Теперь все мучительно напоминало ее. И они с отцом старались не смотреть на стены. В комнате ничто не изменилось со дня последнего маминого отъезда...
Только Тошка, кажется, еще ждал. Облизав шершавым языком руки Тане и потом отцу, когда тот возвращался домой, Тошка долго бродил по комнате, низко опустив голову, выискивая какие-то лишь ему понятные запахи. Он прислушивался к шагам на лестнице, поднимался передними лапами на подоконник - смотрел. Обнюхивал вещи и пол, ручки дверей и одежду на вешалке. Подходил к телевизору и радиоприемнику - тоже нюхал.
Когда включали телевизор, долго смотрел на экран, словно ждал и там. А потом, к вечеру, отчаявшись, ложился на мамину кушетку, опускал голову на поджатую правую лапу и долго невесело смотрел на отца и на Таню. Ложиться на постели Тошке никогда не разрешалось. Сейчас ему позволялось и это...
Так было каждый вечер, и Таня понимала, что больше всего отец не выносит Тошкиного взгляда, когда собака забиралась на мамину постель. Он отворачивался. Или говорил Тошке:
- Пошли лучше пройдемся!..
Тошка прыгал от радости. Ему гулять бы да гулять! А Таня знала: это не Тошке говорит отец, а ей... И еще - себе! И вообще это для всех отдушина! И для Тошки, который ждет того, чего не может произойти. Умный зверь собака! Разумное существо Тошка! Но нельзя же, право, душу травить!

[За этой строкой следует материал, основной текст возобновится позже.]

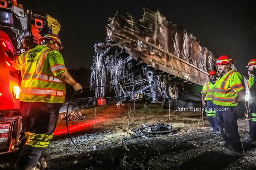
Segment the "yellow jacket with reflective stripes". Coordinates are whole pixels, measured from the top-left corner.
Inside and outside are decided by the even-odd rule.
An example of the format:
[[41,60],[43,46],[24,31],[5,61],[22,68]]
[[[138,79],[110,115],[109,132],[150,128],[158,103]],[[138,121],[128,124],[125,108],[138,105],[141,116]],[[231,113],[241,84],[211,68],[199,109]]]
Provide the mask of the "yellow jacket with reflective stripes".
[[238,72],[232,69],[219,77],[213,87],[212,102],[216,105],[236,106],[238,92],[244,90],[244,78]]
[[206,94],[205,99],[206,100],[212,100],[213,86],[214,85],[210,81],[205,83],[204,85],[201,94]]
[[56,78],[67,69],[61,54],[46,46],[38,45],[20,54],[14,62],[21,71],[20,100],[64,103],[66,85]]

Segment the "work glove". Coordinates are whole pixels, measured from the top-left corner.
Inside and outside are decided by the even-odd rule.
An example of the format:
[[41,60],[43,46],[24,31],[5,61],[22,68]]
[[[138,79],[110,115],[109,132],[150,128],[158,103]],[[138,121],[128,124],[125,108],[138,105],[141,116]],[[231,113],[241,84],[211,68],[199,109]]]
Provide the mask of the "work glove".
[[244,102],[239,101],[236,107],[235,110],[235,113],[236,113],[237,117],[239,119],[244,118],[245,116],[244,114],[245,112],[245,105],[244,105]]
[[76,94],[81,94],[83,92],[82,86],[79,83],[76,83],[76,85],[73,86],[73,88],[75,90]]

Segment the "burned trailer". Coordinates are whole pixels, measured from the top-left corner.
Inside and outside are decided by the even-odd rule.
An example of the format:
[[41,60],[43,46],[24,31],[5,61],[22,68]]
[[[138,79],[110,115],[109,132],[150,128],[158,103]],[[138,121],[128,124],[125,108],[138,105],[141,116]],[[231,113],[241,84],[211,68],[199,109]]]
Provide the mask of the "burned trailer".
[[200,105],[207,72],[216,70],[215,56],[158,10],[144,10],[140,20],[118,12],[109,19],[107,42],[94,46],[90,85],[96,96],[104,96],[109,76],[123,100],[143,96],[173,108]]

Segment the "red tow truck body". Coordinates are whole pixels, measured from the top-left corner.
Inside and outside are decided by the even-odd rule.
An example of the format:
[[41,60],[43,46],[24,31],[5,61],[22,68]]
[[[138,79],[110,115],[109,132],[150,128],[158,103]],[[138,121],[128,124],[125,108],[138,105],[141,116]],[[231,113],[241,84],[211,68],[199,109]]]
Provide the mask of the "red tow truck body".
[[0,1],[0,154],[17,149],[22,129],[19,107],[21,77],[13,66],[20,54],[38,39],[58,34],[60,25],[49,15],[24,10],[16,0]]

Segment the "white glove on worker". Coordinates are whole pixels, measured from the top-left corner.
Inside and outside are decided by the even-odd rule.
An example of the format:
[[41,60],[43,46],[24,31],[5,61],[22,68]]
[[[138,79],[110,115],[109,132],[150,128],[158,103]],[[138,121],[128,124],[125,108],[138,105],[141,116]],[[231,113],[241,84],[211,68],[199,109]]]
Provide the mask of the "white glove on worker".
[[76,85],[73,86],[73,88],[75,90],[75,92],[77,92],[77,94],[81,93],[83,91],[82,86],[79,83],[76,83]]

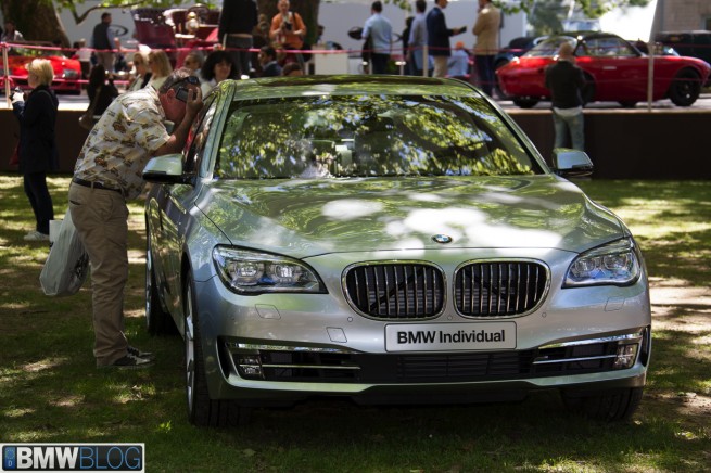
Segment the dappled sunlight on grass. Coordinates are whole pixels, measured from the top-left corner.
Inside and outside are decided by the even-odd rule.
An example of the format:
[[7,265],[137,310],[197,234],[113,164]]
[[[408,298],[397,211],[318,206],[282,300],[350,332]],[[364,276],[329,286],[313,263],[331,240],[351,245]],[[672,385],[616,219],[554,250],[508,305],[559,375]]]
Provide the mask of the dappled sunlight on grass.
[[[49,182],[60,216],[68,177]],[[536,393],[520,404],[461,407],[319,399],[257,409],[252,424],[219,430],[186,419],[180,336],[147,334],[143,203],[129,204],[126,334],[131,345],[155,353],[156,362],[141,371],[98,370],[89,281],[72,297],[42,295],[47,245],[22,241],[31,228],[22,180],[0,176],[0,278],[10,281],[0,289],[0,437],[144,442],[147,471],[708,471],[711,186],[593,180],[581,187],[626,220],[651,273],[651,365],[633,422],[569,416],[558,396]]]
[[65,363],[66,361],[68,361],[68,358],[45,358],[42,360],[35,361],[33,363],[24,365],[22,366],[22,369],[28,372],[39,372],[45,370],[51,370],[60,365]]

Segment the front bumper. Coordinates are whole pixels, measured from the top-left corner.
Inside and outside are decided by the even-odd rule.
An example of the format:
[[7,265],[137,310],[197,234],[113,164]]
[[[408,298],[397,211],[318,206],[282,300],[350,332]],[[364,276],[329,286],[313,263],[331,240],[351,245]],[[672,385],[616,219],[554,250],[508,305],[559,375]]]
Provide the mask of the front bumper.
[[[325,278],[328,294],[239,296],[219,278],[196,282],[211,397],[245,405],[323,395],[364,404],[468,402],[644,386],[651,344],[646,279],[560,290],[556,274],[570,256],[559,253],[528,255],[547,261],[551,290],[533,312],[504,318],[517,325],[512,349],[389,351],[385,325],[399,322],[357,315],[339,271]],[[329,264],[345,267],[338,259],[331,255]],[[450,273],[446,263],[440,266]],[[426,323],[492,321],[462,317],[450,305]]]

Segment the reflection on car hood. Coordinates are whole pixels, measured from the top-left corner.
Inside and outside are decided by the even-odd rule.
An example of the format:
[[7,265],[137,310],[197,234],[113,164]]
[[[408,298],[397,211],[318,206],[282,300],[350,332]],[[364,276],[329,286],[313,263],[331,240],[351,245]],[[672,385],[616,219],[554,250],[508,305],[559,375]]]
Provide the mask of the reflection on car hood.
[[579,252],[623,232],[551,176],[216,181],[196,205],[233,244],[296,257],[445,246]]

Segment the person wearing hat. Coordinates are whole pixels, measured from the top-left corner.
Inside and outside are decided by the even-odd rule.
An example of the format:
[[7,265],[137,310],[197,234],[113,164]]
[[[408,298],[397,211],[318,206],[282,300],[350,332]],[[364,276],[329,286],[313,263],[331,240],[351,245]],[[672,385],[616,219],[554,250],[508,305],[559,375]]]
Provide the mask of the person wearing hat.
[[458,79],[469,77],[469,54],[465,50],[465,43],[457,41],[447,61],[447,75]]

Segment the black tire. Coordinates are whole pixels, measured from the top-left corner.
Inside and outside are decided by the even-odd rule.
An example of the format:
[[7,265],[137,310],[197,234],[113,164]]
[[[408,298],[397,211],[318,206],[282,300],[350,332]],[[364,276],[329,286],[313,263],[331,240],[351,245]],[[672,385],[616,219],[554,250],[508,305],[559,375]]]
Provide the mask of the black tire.
[[701,78],[696,71],[683,69],[669,86],[669,99],[676,106],[690,106],[701,93]]
[[170,314],[163,310],[161,296],[155,283],[153,256],[151,255],[150,230],[145,247],[145,328],[151,335],[167,335],[177,333]]
[[231,400],[213,400],[210,398],[192,276],[190,273],[186,274],[183,281],[183,337],[188,420],[194,425],[212,427],[243,425],[249,422],[249,408],[239,406]]
[[587,105],[591,102],[595,102],[595,79],[593,76],[589,74],[584,74],[585,76],[585,85],[583,86],[583,90],[581,91],[581,95],[583,99],[583,106]]
[[512,100],[513,100],[513,105],[519,106],[521,108],[533,108],[538,103],[538,99],[530,99],[530,98],[522,98],[522,97]]
[[639,407],[643,387],[602,392],[594,396],[561,393],[566,407],[574,412],[600,421],[626,421]]

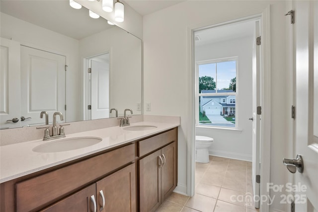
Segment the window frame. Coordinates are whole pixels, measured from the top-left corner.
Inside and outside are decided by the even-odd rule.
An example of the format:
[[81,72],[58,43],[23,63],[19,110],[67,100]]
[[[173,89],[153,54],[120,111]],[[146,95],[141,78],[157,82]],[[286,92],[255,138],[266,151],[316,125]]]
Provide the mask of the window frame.
[[[236,92],[235,93],[218,93],[216,89],[217,88],[217,84],[216,84],[216,92],[214,93],[199,93],[199,66],[201,65],[205,65],[209,64],[213,64],[213,63],[219,63],[222,62],[230,62],[234,61],[236,62]],[[229,129],[229,130],[238,130],[238,57],[231,57],[229,58],[220,58],[217,59],[211,59],[205,61],[197,61],[195,63],[195,117],[196,117],[196,121],[195,121],[195,126],[196,127],[203,127],[203,128],[214,128],[214,129]],[[215,81],[216,83],[217,83],[217,70],[216,73],[216,79]],[[201,98],[201,96],[235,96],[235,103],[232,103],[235,105],[235,127],[229,127],[229,126],[209,126],[209,125],[201,125],[199,123],[199,113],[198,112],[199,110],[200,109],[200,105],[199,105],[199,99]],[[222,101],[222,100],[221,100]],[[227,101],[226,100],[226,103],[227,103]],[[229,107],[229,113],[230,113],[230,107]]]

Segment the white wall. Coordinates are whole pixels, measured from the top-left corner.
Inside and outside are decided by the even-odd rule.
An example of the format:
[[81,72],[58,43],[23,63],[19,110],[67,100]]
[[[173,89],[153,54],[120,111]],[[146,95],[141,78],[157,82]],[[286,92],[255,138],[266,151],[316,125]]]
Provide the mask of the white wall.
[[248,118],[252,115],[252,41],[253,38],[249,37],[195,47],[197,61],[238,57],[236,121],[239,130],[196,127],[196,135],[214,139],[213,144],[210,149],[210,154],[251,161],[252,122]]
[[109,108],[116,108],[118,115],[126,108],[140,114],[137,103],[142,100],[141,40],[115,26],[80,40],[80,46],[81,59],[109,53]]
[[[151,102],[146,114],[180,116],[178,135],[178,189],[187,186],[188,27],[221,23],[259,13],[270,5],[271,138],[270,182],[286,183],[287,171],[282,164],[285,146],[286,73],[284,1],[186,1],[144,17],[144,99]],[[179,191],[180,191],[179,190]],[[271,209],[287,211],[279,204],[280,193]]]
[[[1,13],[2,37],[21,44],[66,56],[66,121],[78,121],[81,114],[80,75],[78,40]],[[48,94],[50,95],[50,94]]]

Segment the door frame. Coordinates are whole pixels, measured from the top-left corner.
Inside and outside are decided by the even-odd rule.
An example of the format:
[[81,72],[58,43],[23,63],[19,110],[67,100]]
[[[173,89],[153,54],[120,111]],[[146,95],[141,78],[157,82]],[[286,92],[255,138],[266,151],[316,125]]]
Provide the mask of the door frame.
[[[261,176],[260,195],[269,196],[269,191],[267,188],[267,183],[270,182],[270,137],[271,137],[271,58],[270,58],[270,9],[268,6],[260,11],[253,11],[250,14],[245,14],[239,17],[230,17],[226,20],[224,19],[215,20],[213,23],[196,24],[188,27],[188,97],[189,99],[188,105],[187,129],[187,182],[186,193],[190,197],[194,195],[195,187],[195,70],[194,62],[194,31],[206,26],[217,26],[259,17],[261,21],[262,38],[262,69],[264,70],[262,76],[262,114],[261,132]],[[260,211],[268,211],[269,204],[263,202],[260,205]]]
[[[83,80],[82,80],[82,90],[83,93],[84,94],[85,97],[83,98],[82,100],[82,106],[83,106],[83,111],[82,111],[82,116],[84,120],[90,120],[91,119],[91,114],[88,114],[88,111],[87,110],[87,105],[88,105],[88,101],[87,101],[88,98],[90,97],[90,96],[88,96],[88,94],[87,94],[87,69],[90,68],[90,60],[97,57],[100,56],[101,55],[105,55],[106,54],[109,54],[109,57],[110,58],[111,55],[111,51],[107,51],[106,52],[102,52],[101,53],[97,54],[96,55],[94,55],[91,56],[88,56],[85,57],[82,59],[83,61],[83,66],[82,66],[82,76],[83,76]],[[110,66],[111,66],[111,62],[110,59],[109,60],[109,71],[110,71]],[[109,79],[110,79],[110,71],[109,71]],[[109,80],[109,87],[111,87],[111,80]],[[91,90],[90,89],[89,92]],[[109,90],[109,93],[110,93],[110,90]],[[109,97],[110,98],[110,96]],[[90,103],[90,101],[89,101]]]

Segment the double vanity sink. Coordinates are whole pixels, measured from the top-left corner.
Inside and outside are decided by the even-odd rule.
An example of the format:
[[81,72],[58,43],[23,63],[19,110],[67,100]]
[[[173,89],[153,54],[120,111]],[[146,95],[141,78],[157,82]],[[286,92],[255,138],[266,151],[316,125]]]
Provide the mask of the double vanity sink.
[[176,120],[0,146],[0,211],[155,211],[177,183]]
[[[154,130],[157,127],[153,125],[135,125],[123,128],[128,131],[145,131]],[[40,144],[32,149],[36,152],[57,152],[70,151],[84,148],[96,144],[101,141],[102,139],[98,137],[75,137],[62,139]]]

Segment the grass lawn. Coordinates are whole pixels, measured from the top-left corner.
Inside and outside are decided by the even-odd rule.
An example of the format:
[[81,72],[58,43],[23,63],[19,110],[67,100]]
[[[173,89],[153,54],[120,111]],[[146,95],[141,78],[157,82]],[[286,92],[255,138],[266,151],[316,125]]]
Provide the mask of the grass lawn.
[[[224,118],[227,121],[229,121],[229,122],[231,122],[233,124],[235,124],[235,115],[232,115],[229,116],[223,116],[223,118]],[[233,119],[233,118],[234,118],[234,119]]]
[[206,116],[203,117],[203,114],[201,112],[199,114],[199,122],[201,124],[211,123],[211,122],[210,119]]

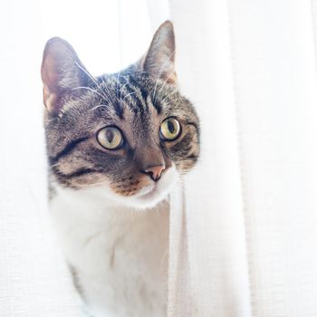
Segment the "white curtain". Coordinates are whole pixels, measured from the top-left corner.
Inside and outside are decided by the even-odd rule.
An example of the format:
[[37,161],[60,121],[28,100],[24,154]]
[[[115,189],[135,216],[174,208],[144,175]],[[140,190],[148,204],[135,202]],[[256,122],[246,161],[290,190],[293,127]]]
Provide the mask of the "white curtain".
[[171,214],[169,316],[317,316],[316,2],[170,5],[202,156]]
[[172,199],[168,317],[317,316],[316,0],[5,0],[0,317],[83,315],[46,207],[44,42],[65,37],[93,73],[114,72],[168,12],[202,124]]

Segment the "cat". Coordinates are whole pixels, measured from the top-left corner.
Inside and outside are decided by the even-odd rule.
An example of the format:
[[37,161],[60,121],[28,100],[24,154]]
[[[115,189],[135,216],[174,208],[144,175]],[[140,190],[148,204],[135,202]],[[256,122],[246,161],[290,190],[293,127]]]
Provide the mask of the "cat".
[[94,317],[167,315],[168,197],[199,156],[173,24],[126,70],[94,77],[50,39],[42,63],[50,212]]

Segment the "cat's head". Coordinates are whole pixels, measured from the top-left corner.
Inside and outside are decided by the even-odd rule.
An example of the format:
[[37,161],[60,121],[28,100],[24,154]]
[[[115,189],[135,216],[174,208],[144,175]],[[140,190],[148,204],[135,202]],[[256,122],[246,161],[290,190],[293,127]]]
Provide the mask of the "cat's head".
[[199,122],[178,91],[173,25],[147,53],[114,74],[94,77],[60,38],[42,65],[44,126],[53,181],[136,207],[165,198],[199,153]]

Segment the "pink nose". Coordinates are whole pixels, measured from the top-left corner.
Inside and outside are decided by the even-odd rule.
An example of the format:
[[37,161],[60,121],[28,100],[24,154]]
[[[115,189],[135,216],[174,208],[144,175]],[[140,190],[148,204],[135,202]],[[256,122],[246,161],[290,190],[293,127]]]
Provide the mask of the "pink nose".
[[146,168],[144,171],[145,173],[149,174],[154,181],[157,181],[160,178],[160,176],[164,169],[165,169],[165,165],[158,165],[155,167],[149,167]]

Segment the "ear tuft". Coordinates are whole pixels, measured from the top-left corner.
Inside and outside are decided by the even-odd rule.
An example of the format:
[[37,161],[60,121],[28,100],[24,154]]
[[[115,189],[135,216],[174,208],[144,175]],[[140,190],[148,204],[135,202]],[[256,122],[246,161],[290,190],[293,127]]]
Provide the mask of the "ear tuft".
[[76,94],[74,88],[86,86],[91,77],[71,44],[59,37],[46,43],[41,74],[43,102],[51,114],[59,112],[62,97]]
[[176,84],[174,66],[175,36],[173,24],[164,22],[157,30],[143,59],[143,70],[156,78]]

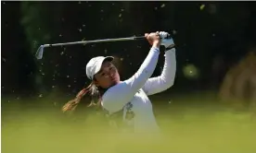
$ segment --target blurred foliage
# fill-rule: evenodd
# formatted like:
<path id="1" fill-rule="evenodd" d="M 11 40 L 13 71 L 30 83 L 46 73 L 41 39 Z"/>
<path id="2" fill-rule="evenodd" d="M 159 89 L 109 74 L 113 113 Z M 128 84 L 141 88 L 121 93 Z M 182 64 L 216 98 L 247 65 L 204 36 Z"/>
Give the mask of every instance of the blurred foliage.
<path id="1" fill-rule="evenodd" d="M 177 46 L 173 92 L 218 90 L 230 66 L 255 45 L 253 6 L 253 2 L 2 2 L 3 30 L 10 31 L 3 37 L 2 64 L 7 72 L 3 76 L 3 93 L 32 93 L 38 92 L 37 88 L 44 94 L 58 90 L 75 94 L 89 83 L 84 67 L 96 55 L 117 57 L 125 79 L 146 57 L 147 41 L 45 48 L 39 61 L 34 54 L 44 43 L 138 36 L 156 30 L 169 31 Z M 17 34 L 20 32 L 24 34 Z M 10 38 L 17 44 L 16 51 L 8 45 Z M 17 57 L 9 50 L 23 55 Z M 184 73 L 188 65 L 197 67 L 198 76 Z M 160 56 L 153 76 L 160 73 L 162 65 Z M 28 72 L 21 73 L 24 70 Z M 17 81 L 10 83 L 9 77 Z M 32 87 L 24 86 L 31 80 Z"/>
<path id="2" fill-rule="evenodd" d="M 169 98 L 153 98 L 154 104 L 161 103 L 154 107 L 161 139 L 118 134 L 88 110 L 66 116 L 60 112 L 65 95 L 4 102 L 7 109 L 2 111 L 2 151 L 255 152 L 252 112 L 230 109 L 208 96 L 172 98 L 172 103 Z M 20 100 L 30 105 L 20 106 Z"/>
<path id="3" fill-rule="evenodd" d="M 255 48 L 227 72 L 221 86 L 220 98 L 233 101 L 238 107 L 256 108 Z"/>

И они шли гулять. Ходили по Первомайской и Парковым. Их много, этих Парковых, - считать не сосчитать! - всю арифметику изучишь! А еще по Измайловскому парку. Хорошему парку, но почему-то выцветающему и какому-то слишком людному... Ходили медленно, молча, и даже Тошка не тянул поводок и лишь изредка поднимал голову от земли, смотрел на них, будто спрашивал: "Где же?"
Тошка ничего не знал...
Так прошел июнь, и июль, и август - прошли. И начало сентября, когда Таня вернулась в школу.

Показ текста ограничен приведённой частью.